Mais qu’avez-vous à vous agiter ainsi, petits Brandon et Loana ? Elle n’est pas drôle notre histoire ? C’est vrai que la lucarne sans la télé-réalité, c’est beaucoup moins rigolo : pas de crêpages de chignons à la boue fraîche dans Koh Lanta ni de maisons pleines de moisi poilu dans C’est du propre et encore moins de couples se trompant à string rabattu dans l’Ile de la tentation. Et encore, imaginez le funeste destin des Castaldi, Aliagas et Rotenberg. Le premier, sans la consécration publique de Loft Story, a laissé tomber la télé, après Célébrités qu’il animait sur TF1, pour porter casquette et sébile afin de faire visiter la demeure de Simone Signoret et Yves Montand. Il s’en contente, répétant à qui veut l’entendre que « c’est que du bonheur », mais il y a une eau dans son regard.

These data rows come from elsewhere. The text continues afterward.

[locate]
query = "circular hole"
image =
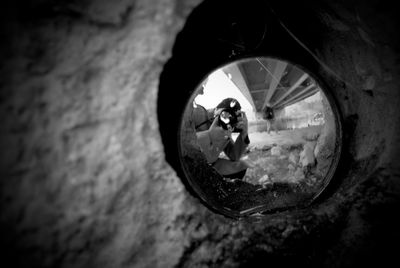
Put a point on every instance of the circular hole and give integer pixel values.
(259, 135)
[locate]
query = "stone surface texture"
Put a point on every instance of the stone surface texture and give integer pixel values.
(84, 182)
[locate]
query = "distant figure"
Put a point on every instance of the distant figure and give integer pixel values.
(268, 114)
(214, 129)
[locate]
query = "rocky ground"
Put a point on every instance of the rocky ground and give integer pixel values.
(283, 157)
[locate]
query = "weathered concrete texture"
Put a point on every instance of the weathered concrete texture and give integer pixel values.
(83, 177)
(84, 182)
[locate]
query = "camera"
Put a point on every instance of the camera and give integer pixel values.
(228, 119)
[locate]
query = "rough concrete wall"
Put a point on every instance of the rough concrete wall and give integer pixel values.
(83, 177)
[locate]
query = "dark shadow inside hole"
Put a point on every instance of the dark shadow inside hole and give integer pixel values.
(280, 170)
(198, 51)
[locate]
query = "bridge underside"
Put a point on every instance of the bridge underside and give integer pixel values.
(270, 82)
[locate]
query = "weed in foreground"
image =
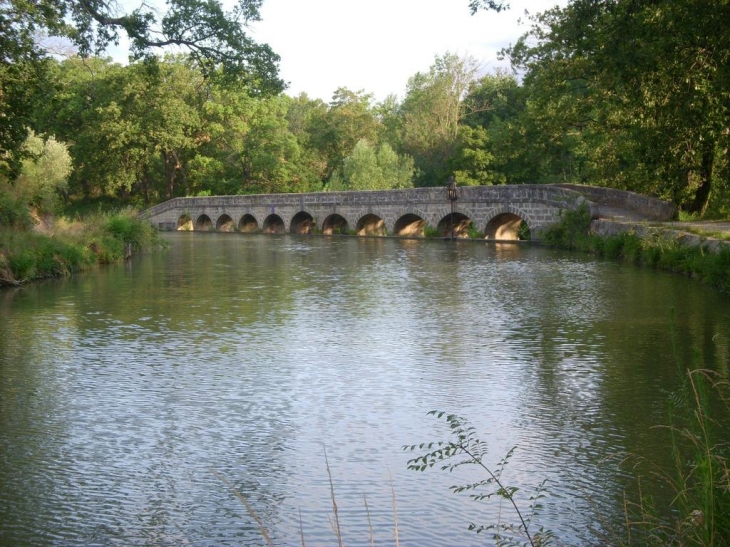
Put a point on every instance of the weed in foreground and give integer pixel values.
(466, 448)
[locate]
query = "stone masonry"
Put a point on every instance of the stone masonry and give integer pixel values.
(486, 207)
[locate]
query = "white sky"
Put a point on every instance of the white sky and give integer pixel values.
(376, 45)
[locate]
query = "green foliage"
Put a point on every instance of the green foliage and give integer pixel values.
(14, 211)
(700, 479)
(368, 169)
(630, 95)
(103, 238)
(472, 163)
(573, 233)
(466, 448)
(44, 175)
(431, 113)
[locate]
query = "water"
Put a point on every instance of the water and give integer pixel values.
(138, 402)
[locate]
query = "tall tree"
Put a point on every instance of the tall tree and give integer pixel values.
(646, 85)
(349, 119)
(215, 39)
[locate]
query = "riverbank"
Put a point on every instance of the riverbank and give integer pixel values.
(647, 244)
(55, 248)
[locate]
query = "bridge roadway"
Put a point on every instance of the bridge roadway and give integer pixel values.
(492, 212)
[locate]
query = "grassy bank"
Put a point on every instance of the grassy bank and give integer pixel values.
(67, 247)
(574, 233)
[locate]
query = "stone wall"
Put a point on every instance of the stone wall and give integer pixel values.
(487, 207)
(644, 206)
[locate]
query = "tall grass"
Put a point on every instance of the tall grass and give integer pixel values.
(699, 479)
(71, 246)
(574, 233)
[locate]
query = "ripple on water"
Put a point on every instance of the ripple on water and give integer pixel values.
(125, 396)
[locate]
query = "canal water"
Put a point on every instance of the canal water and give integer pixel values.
(165, 400)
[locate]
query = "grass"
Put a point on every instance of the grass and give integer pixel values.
(71, 246)
(573, 233)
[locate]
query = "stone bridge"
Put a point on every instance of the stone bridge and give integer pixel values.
(491, 212)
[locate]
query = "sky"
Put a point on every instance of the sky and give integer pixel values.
(377, 45)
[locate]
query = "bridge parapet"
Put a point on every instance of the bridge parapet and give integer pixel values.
(494, 211)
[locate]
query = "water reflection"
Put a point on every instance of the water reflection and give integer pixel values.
(122, 391)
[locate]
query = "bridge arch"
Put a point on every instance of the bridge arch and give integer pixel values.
(224, 224)
(273, 224)
(463, 225)
(506, 224)
(371, 225)
(185, 223)
(203, 224)
(410, 224)
(302, 223)
(335, 224)
(248, 224)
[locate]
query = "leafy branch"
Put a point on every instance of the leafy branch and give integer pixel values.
(467, 449)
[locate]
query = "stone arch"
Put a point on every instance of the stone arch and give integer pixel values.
(273, 224)
(335, 224)
(371, 225)
(302, 223)
(203, 224)
(185, 223)
(410, 224)
(463, 225)
(224, 224)
(507, 224)
(248, 224)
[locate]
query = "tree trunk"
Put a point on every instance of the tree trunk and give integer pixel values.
(702, 195)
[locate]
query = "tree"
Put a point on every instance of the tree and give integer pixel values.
(431, 113)
(644, 86)
(368, 169)
(44, 176)
(215, 39)
(349, 119)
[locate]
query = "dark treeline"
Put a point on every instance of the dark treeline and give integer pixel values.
(633, 95)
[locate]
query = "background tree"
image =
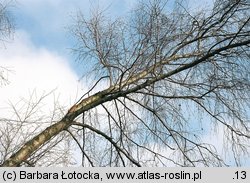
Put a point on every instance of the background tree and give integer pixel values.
(172, 76)
(6, 29)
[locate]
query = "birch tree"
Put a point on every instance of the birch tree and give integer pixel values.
(173, 76)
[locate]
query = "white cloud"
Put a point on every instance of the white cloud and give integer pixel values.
(35, 69)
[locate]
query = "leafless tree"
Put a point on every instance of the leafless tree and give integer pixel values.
(172, 75)
(6, 30)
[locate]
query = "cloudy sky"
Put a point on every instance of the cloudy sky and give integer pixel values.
(39, 57)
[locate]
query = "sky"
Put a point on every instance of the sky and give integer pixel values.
(39, 56)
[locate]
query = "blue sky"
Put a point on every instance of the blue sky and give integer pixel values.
(47, 22)
(40, 56)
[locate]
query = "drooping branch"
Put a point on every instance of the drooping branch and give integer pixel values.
(101, 97)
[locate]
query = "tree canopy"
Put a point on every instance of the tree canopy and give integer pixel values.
(172, 76)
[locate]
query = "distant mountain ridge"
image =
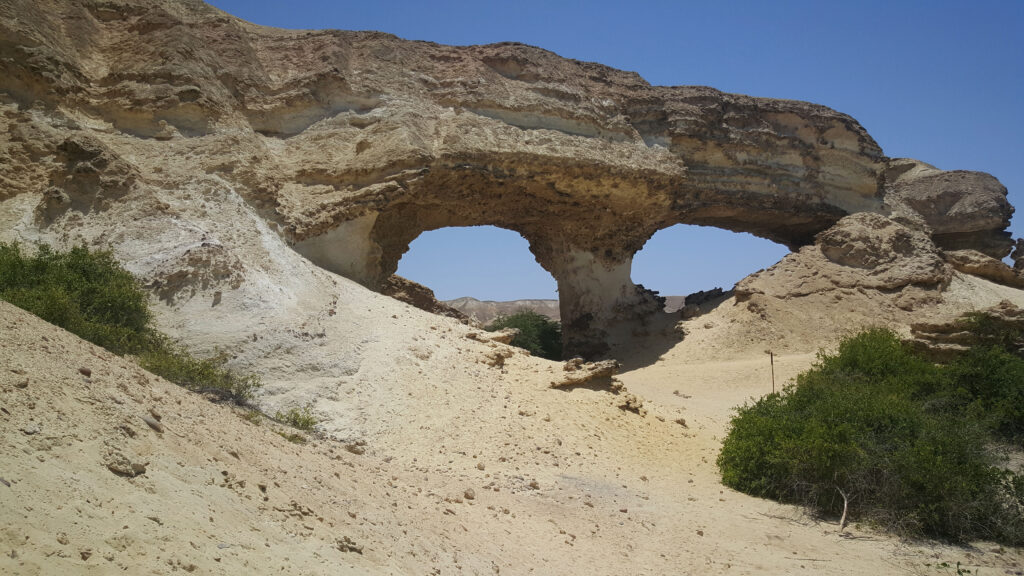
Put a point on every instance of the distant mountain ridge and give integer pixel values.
(486, 311)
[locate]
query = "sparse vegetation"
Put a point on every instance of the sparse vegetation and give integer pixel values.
(294, 438)
(538, 333)
(89, 294)
(903, 443)
(300, 418)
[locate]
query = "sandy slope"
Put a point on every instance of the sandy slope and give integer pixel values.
(614, 493)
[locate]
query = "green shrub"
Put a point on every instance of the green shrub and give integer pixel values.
(172, 362)
(988, 383)
(86, 293)
(89, 294)
(538, 333)
(302, 419)
(880, 424)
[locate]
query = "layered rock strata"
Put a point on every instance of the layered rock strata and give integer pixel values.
(352, 144)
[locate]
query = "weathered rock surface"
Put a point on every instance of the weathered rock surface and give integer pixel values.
(944, 340)
(974, 262)
(861, 251)
(349, 145)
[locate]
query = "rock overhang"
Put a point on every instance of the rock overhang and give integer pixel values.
(353, 144)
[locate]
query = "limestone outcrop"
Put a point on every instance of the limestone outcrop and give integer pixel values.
(349, 145)
(863, 251)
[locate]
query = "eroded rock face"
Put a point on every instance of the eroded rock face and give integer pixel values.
(353, 144)
(863, 251)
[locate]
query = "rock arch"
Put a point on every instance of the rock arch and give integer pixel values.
(353, 142)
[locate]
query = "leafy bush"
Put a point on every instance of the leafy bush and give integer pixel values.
(172, 362)
(880, 425)
(89, 294)
(538, 333)
(86, 293)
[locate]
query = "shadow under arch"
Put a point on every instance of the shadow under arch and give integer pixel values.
(692, 281)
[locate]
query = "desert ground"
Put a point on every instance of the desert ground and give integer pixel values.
(488, 474)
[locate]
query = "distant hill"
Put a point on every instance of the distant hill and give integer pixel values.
(486, 311)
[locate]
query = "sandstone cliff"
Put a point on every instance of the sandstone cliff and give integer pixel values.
(148, 117)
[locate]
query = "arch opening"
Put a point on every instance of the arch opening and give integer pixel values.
(687, 259)
(477, 270)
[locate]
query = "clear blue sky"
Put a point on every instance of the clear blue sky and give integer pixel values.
(939, 81)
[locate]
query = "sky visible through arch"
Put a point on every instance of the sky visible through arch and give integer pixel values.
(941, 81)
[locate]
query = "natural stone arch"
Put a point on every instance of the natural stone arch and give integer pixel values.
(350, 144)
(584, 225)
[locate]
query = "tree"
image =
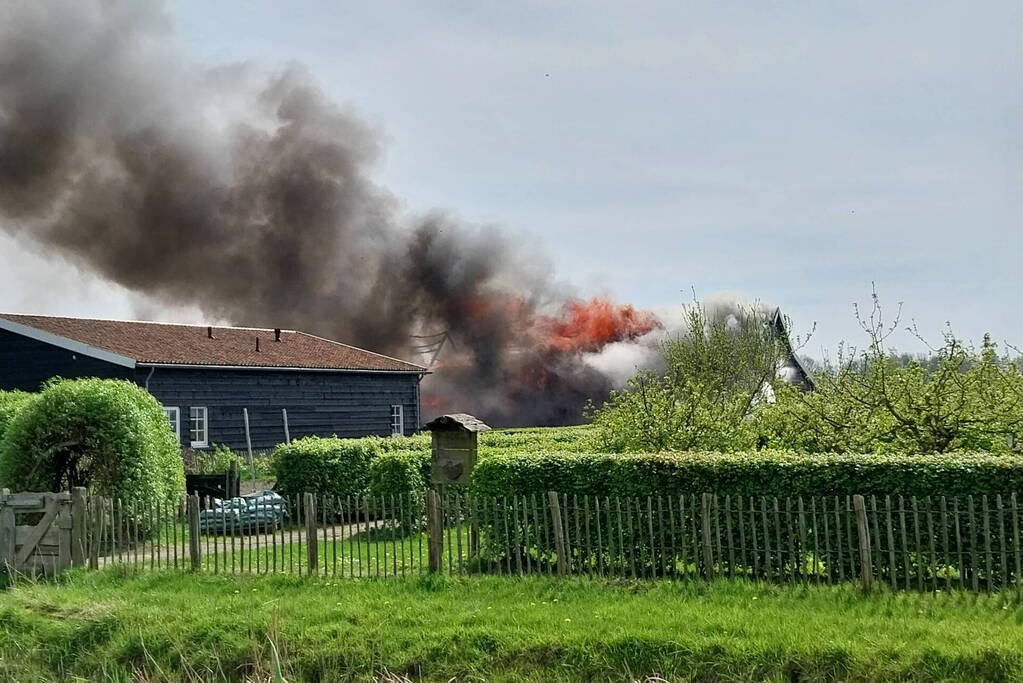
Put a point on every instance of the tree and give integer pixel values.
(715, 371)
(959, 397)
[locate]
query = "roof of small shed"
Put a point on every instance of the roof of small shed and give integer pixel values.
(456, 421)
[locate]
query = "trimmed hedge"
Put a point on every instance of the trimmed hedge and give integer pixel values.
(10, 404)
(399, 473)
(108, 435)
(758, 473)
(326, 466)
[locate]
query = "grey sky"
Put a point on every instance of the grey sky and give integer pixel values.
(791, 151)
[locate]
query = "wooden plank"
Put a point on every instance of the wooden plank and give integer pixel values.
(1004, 577)
(194, 552)
(556, 516)
(7, 533)
(434, 531)
(78, 501)
(30, 540)
(708, 556)
(863, 537)
(890, 538)
(988, 560)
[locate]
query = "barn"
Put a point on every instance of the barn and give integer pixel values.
(211, 379)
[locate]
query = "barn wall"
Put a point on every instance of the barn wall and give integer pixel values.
(26, 363)
(348, 404)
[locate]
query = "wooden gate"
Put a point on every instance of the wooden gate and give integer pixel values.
(35, 532)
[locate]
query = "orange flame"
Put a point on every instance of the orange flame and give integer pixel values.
(587, 326)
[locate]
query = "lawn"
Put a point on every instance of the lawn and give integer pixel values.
(165, 626)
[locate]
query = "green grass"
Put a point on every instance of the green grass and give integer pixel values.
(164, 626)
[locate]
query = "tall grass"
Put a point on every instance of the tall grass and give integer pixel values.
(163, 626)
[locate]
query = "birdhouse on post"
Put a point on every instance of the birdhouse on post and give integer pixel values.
(454, 447)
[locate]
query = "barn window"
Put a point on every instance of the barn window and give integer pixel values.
(198, 427)
(397, 421)
(174, 417)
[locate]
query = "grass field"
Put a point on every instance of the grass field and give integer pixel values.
(162, 626)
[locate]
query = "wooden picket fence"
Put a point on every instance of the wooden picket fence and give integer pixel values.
(929, 543)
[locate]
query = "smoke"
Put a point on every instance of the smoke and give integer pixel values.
(248, 195)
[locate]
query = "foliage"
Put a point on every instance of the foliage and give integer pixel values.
(714, 374)
(752, 473)
(10, 404)
(397, 473)
(958, 398)
(107, 435)
(327, 466)
(495, 629)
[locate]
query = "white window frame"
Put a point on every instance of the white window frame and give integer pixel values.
(205, 441)
(397, 420)
(175, 421)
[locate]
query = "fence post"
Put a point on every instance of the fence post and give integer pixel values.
(95, 516)
(312, 545)
(863, 533)
(194, 550)
(78, 543)
(556, 520)
(708, 551)
(434, 532)
(8, 530)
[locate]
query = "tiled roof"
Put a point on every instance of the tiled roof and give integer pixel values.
(159, 343)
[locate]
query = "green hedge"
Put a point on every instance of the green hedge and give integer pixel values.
(759, 473)
(108, 435)
(326, 466)
(10, 404)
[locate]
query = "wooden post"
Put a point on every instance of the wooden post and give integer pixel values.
(556, 520)
(708, 553)
(863, 533)
(78, 515)
(95, 516)
(249, 444)
(312, 547)
(193, 541)
(8, 531)
(434, 531)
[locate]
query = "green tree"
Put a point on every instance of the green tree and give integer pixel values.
(715, 374)
(958, 397)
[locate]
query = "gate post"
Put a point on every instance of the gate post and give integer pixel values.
(556, 520)
(78, 533)
(193, 545)
(7, 532)
(434, 531)
(312, 542)
(863, 534)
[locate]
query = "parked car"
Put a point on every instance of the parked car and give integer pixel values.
(258, 511)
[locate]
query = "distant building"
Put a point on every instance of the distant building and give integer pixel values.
(206, 376)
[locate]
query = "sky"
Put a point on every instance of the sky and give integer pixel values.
(792, 152)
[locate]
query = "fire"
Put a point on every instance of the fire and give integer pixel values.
(588, 326)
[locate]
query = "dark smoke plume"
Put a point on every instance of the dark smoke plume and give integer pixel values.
(247, 194)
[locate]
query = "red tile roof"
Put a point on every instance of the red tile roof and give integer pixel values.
(158, 343)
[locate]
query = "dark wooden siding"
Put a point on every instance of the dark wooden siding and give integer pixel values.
(26, 363)
(347, 404)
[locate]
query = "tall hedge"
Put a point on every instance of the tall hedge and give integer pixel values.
(108, 435)
(10, 404)
(759, 473)
(326, 466)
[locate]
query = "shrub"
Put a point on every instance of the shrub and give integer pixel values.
(401, 474)
(10, 404)
(326, 466)
(107, 435)
(758, 473)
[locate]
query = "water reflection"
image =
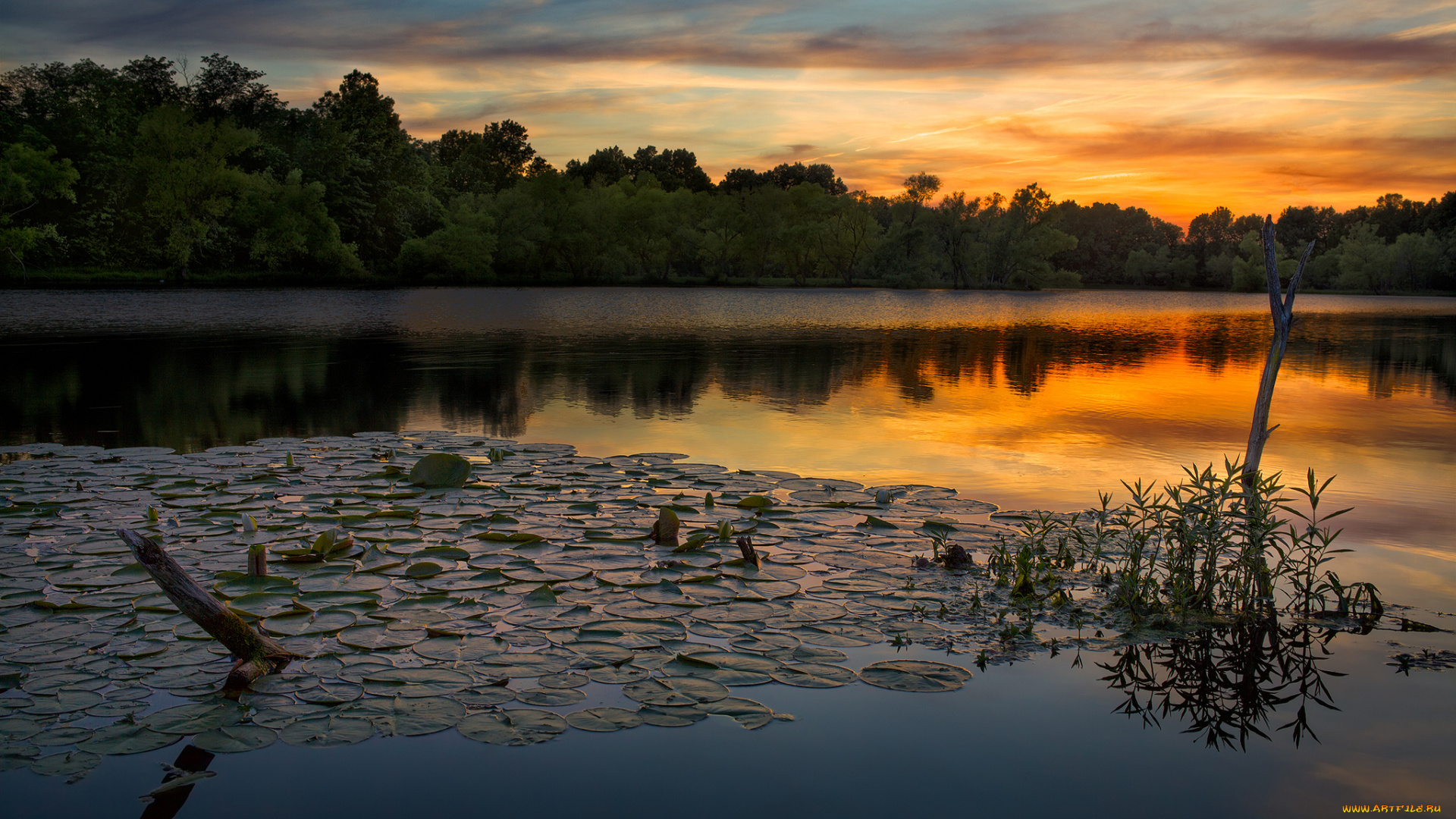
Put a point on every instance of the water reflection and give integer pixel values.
(193, 391)
(1226, 684)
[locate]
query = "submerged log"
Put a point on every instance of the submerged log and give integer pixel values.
(256, 653)
(748, 554)
(1283, 309)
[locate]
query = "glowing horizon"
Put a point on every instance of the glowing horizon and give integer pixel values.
(1177, 110)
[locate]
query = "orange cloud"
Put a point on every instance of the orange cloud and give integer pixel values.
(1144, 104)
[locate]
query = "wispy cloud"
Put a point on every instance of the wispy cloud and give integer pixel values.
(1254, 105)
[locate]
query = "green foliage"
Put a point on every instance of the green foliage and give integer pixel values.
(460, 251)
(1201, 547)
(28, 175)
(290, 228)
(213, 172)
(185, 183)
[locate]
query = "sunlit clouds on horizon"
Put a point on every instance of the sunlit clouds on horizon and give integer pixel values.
(1174, 108)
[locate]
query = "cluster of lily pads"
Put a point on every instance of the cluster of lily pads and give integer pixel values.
(491, 608)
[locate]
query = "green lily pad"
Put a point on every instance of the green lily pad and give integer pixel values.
(327, 732)
(425, 714)
(814, 675)
(66, 701)
(747, 713)
(61, 735)
(71, 764)
(194, 719)
(915, 675)
(513, 726)
(15, 729)
(309, 623)
(551, 697)
(126, 738)
(417, 682)
(379, 637)
(235, 739)
(613, 675)
(674, 691)
(440, 471)
(672, 716)
(460, 649)
(422, 569)
(603, 719)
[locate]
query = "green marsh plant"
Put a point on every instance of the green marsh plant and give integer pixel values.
(1209, 545)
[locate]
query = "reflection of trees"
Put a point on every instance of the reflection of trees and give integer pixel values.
(1226, 682)
(193, 391)
(1391, 353)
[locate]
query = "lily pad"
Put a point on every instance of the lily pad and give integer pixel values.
(513, 726)
(71, 764)
(235, 739)
(327, 732)
(603, 719)
(915, 675)
(127, 738)
(417, 682)
(425, 714)
(747, 713)
(672, 716)
(551, 697)
(440, 469)
(194, 719)
(814, 675)
(674, 691)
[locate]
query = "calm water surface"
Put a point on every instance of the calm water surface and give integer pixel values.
(1030, 401)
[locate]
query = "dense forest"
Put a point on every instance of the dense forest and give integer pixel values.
(207, 175)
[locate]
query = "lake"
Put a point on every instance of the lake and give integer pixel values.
(1022, 400)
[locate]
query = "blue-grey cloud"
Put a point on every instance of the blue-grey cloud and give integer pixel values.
(721, 34)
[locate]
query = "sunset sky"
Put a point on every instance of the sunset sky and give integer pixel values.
(1174, 107)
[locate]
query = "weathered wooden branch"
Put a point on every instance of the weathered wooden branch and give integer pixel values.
(256, 653)
(748, 554)
(1283, 311)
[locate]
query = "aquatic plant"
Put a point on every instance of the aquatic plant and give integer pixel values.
(1204, 545)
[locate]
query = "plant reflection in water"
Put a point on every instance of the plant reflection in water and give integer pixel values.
(1228, 682)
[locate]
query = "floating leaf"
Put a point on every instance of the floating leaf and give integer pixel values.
(422, 569)
(71, 764)
(603, 719)
(814, 675)
(747, 713)
(440, 471)
(431, 681)
(194, 719)
(327, 732)
(425, 714)
(915, 675)
(460, 649)
(61, 735)
(674, 691)
(126, 738)
(672, 716)
(549, 697)
(514, 726)
(235, 739)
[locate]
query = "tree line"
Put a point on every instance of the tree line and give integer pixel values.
(153, 167)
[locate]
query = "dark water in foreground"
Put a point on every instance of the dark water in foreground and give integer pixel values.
(1021, 400)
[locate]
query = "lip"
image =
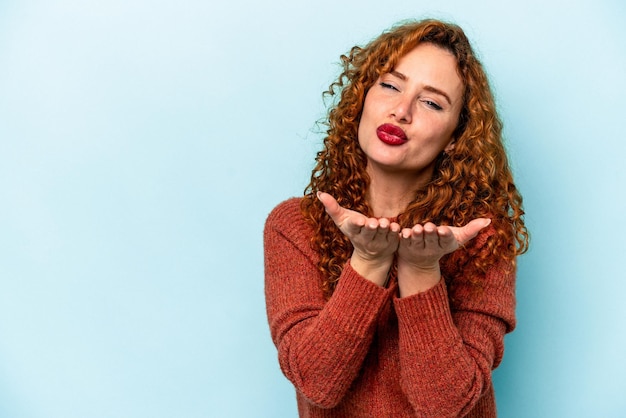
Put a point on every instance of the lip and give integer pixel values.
(391, 134)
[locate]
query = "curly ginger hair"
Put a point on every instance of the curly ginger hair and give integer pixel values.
(471, 181)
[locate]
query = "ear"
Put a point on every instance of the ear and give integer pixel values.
(449, 147)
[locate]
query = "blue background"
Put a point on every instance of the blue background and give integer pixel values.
(143, 143)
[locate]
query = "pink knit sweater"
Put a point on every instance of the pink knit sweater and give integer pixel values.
(368, 353)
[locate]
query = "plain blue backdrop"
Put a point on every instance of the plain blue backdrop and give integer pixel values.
(143, 143)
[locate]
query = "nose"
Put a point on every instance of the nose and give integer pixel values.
(402, 110)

De chroniqueur chez Christine Bravo, Nikos Aliagas est devenu présentateur du JT de 20 heures de France 2. Et c’est là, plutôt que sur le plateau de la never-been Starac, qu’il se livre à des imitations de Johnny Hallyday, s’attirant les foudres quotidiennes de l’Acrimed. Elles, elles n’ont jamais connu les sunlights : Danièle et Béatrice astiquent au petit matin les bureaux de M6 au savon de Marseille et à la moutarde de Dijon. Oui, ce secret qu’elles nous auraient fait partager avec amour dans une autre vie et C’est du propre. Un seul, finalement, s’en est bien sorti sans connaître les joies de faire cling-cling sur sa coupe de champagne pour annoncer la Cérémonie de la rose dans le Bachelor : Stéphane Rotenberg tient toujours la chronique auto dans Libération. Un joli succès. Dédé, quant à lui, persiste à écrire des chansons pour Liane Foly. Malheur.

Sans Loana

Il faut être fort, la Jument de Michao ne sera pas le tube de l’été 2011 puisque Nolwenn Leroy ne chante que dans sa salle de bains, et sans caméras, la nulle. Idem Jenifer, toujours attachée de presse comme avant la Starac qu’elle n’a jamais fait, de même que Grégory Basso, qui ne sera pas le Millionnaire de pacotille de TF1, continue de croupir dans un cachot humide après avoir encore une fois vendu du shit à un policier en uniforme. Steevy ? Ce jeune barman connaît un gentil succès dans une discothèque mancelle grâce à son cocktail le Bourriquet. Une certaine Loana affole de ses danses lascives les VRP en goguette niçoise. Pas loin de là, on apprécie la gouaille de cette serveuse, Angela, qui n’aura évidemment jamais « la tehon devant toute la ceFran » beuglée dans Loft Story 2, mais juste la tehon devant tout Juan-les-Pins. Brandon et Diana, sans Ile de la tentation, restent fidèles l’un à l’autre ainsi qu’à leurs spectacles érotiques dans des boîtes de nuit. Le cachet est de misère, mais ils ne croiseront jamais la route de maître Jérémie Assous, l’avocat des tentateurs et trices : il a raté l’examen du barreau et officie pour le tirage du Loto en tant qu’huissier. Enfin et surtout, nous ne saurons jamais qui c’est qu’a pété.